U know those big foam mats in the back gym for track?
ya, gonna go have sex there?
No I want one to have wings and pick me up and take me home
all we need is a web designer
and a bunch of prostitutes
Watching Miami Social reminded me of how much I miss snorting coke with burger king straws in a life guard hut on the beach until we noticed someone was drowning.
Did you save them?
Who?
Can we talk about the cons of throwing up in the bathtub. there are no pros.
lets put it this way..we'd win on tool academy
Dude manswers just said that a guy can only cum up to eight times in one day. I'm gonna prove that show wrong.
ha well at least you have goals.
Im holding a competition......who saw me last, and who knows how my nose got bruised? you earn points for answering either question. and for bringing me water.
Judging by my dry clothes and wet sheets, I think I might have gotten out of bed, pissed ON it, covered it up, and passed out on top of it
She's pathetic and vulnerable..and short. Thats his type.

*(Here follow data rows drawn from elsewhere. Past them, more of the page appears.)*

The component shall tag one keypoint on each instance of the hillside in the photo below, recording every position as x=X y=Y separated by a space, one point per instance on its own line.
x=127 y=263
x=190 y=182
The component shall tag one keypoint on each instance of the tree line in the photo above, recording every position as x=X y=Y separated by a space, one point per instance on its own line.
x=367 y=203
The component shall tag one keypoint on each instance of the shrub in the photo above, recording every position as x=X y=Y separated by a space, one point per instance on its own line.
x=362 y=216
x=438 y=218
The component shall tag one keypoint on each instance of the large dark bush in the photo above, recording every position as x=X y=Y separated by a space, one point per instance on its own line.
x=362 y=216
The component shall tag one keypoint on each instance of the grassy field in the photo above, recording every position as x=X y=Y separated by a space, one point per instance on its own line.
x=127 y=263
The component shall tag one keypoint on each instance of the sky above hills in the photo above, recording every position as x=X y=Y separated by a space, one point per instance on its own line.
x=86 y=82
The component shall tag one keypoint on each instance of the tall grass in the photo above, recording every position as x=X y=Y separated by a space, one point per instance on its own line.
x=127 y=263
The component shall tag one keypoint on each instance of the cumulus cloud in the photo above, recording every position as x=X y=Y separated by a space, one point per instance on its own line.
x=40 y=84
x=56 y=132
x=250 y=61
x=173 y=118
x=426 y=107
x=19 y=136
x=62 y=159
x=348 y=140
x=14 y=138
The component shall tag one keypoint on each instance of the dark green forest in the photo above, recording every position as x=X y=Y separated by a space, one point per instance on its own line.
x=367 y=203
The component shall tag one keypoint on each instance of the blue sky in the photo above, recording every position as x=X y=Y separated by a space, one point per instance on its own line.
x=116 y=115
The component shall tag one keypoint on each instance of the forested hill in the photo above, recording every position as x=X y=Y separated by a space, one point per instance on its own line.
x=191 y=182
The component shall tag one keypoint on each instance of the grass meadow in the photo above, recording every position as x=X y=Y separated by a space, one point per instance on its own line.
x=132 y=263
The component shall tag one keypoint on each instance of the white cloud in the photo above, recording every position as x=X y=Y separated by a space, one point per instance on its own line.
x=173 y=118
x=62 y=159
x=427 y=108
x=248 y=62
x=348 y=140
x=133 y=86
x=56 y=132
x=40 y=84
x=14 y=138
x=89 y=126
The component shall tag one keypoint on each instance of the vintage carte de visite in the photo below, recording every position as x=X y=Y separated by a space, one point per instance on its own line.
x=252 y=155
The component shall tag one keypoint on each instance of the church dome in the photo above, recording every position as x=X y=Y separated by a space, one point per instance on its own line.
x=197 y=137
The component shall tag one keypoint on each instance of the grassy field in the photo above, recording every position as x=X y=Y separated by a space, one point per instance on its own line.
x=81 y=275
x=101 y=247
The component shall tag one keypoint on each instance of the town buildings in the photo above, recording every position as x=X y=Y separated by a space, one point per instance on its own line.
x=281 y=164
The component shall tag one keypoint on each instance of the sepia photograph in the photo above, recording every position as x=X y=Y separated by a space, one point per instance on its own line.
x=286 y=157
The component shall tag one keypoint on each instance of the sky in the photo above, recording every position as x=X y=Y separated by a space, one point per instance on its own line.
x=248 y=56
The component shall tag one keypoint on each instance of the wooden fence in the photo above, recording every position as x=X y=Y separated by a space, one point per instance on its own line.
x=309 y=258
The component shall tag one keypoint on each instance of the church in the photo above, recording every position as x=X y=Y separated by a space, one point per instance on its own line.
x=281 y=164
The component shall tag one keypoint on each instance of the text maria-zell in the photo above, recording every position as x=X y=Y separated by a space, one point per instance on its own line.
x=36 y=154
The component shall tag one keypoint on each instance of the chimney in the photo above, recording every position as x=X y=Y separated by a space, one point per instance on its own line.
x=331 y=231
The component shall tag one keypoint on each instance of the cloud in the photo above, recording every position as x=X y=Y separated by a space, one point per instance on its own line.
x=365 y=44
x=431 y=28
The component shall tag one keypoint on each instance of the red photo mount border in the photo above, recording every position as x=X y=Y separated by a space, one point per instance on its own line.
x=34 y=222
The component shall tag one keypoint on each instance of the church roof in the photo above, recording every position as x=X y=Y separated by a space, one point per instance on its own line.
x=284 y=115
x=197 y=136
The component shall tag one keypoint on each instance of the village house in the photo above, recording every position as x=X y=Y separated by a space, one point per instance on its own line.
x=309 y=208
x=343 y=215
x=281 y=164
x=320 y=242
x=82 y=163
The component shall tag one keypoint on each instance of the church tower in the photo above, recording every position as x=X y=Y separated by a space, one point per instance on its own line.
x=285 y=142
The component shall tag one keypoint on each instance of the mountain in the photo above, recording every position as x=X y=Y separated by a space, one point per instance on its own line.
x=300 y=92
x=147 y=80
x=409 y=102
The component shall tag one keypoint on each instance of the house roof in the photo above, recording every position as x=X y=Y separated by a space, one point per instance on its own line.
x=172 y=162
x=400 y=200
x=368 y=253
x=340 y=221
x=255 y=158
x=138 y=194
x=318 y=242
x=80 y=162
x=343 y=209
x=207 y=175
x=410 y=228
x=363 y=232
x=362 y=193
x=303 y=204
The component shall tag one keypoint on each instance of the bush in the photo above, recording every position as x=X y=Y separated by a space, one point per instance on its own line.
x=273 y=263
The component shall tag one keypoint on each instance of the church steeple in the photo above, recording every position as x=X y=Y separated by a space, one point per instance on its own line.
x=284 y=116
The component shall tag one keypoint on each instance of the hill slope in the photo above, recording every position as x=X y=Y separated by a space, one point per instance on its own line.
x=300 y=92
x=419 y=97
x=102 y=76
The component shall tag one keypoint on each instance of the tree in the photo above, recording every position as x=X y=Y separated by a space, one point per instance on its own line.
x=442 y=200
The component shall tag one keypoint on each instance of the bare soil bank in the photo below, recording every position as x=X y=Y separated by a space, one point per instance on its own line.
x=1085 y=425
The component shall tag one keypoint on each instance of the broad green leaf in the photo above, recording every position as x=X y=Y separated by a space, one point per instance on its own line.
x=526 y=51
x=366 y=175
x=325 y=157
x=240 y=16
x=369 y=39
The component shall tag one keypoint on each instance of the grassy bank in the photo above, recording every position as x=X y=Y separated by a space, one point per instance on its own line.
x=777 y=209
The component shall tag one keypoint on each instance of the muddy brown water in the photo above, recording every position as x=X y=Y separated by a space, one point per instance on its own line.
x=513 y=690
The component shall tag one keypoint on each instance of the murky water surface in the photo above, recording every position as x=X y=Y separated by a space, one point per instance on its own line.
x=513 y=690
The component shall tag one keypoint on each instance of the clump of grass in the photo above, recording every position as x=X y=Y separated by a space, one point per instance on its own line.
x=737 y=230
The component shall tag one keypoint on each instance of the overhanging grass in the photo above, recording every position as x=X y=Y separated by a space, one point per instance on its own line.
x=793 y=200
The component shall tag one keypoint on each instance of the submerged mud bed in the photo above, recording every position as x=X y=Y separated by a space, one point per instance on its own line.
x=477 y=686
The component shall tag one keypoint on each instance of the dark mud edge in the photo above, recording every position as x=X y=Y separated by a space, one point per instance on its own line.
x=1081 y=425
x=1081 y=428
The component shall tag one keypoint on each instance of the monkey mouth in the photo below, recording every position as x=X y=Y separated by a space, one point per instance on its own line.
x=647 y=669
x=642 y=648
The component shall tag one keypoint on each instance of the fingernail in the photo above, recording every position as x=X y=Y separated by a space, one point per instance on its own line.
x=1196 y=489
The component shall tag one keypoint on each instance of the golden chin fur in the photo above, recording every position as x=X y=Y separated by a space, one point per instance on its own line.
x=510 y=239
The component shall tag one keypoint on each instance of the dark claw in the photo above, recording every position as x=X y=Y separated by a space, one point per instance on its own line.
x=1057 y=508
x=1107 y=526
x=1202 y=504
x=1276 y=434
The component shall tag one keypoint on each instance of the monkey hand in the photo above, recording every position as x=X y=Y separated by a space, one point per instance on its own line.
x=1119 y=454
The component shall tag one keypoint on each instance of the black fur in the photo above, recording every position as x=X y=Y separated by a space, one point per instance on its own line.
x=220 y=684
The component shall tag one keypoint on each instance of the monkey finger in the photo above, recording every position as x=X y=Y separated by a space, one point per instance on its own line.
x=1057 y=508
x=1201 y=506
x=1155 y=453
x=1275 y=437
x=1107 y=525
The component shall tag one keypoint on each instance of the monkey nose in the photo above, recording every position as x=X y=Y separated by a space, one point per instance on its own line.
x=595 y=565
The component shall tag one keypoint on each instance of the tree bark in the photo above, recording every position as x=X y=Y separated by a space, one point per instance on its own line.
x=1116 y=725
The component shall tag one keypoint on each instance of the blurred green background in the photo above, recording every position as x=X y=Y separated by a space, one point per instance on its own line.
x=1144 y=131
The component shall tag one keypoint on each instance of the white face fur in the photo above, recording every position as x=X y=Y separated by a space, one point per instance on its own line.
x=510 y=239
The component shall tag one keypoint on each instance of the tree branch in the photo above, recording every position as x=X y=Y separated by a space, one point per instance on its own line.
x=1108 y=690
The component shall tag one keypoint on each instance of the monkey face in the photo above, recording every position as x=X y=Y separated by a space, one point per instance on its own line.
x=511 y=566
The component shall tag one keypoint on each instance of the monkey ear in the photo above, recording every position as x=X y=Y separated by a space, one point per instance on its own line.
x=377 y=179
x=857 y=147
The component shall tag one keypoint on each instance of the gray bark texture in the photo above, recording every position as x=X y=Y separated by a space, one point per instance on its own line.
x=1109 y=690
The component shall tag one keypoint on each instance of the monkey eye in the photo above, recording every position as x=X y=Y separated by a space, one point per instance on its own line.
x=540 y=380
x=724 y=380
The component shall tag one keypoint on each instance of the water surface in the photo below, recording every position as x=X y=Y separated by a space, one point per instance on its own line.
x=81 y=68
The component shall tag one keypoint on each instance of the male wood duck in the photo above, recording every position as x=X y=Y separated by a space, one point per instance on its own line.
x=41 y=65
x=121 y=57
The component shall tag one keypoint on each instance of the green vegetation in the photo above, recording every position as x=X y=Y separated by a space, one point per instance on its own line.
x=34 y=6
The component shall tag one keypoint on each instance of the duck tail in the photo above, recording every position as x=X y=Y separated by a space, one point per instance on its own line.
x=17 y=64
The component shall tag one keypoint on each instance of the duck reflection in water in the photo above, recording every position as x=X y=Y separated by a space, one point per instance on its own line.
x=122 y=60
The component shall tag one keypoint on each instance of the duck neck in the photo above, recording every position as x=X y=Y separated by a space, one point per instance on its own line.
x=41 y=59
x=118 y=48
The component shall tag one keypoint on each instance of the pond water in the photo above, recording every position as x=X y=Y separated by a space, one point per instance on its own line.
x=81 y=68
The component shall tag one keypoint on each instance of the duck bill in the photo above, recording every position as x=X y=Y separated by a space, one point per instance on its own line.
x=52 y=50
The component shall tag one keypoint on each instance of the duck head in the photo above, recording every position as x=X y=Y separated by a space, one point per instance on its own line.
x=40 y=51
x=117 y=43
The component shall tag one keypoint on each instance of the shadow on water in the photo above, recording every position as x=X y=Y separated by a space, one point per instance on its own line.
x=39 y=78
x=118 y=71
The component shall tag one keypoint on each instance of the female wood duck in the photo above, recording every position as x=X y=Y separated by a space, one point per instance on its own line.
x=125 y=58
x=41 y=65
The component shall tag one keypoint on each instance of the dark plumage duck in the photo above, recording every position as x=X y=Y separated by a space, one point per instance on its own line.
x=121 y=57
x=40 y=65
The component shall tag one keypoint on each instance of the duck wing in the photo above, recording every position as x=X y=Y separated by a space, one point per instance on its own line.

I sent "Rawrrrr" to 151 matches on Tinder. I feel like thats a substantial size of the DC female population.
I accidentally kneed him in the balls while trying to straddle him so we ended up spending the night watching ffm porn online
How the fuck does a person bruise an armpit? I swear to god, I get the lamest drunk injuries.
Despite popular belief cocaine is not a good pre-workout
What was my myspace song when I went away to rehab?
this dude is way too smart. he just explained to me the different scientific components of drugs while we smoked. i said i loved icecream.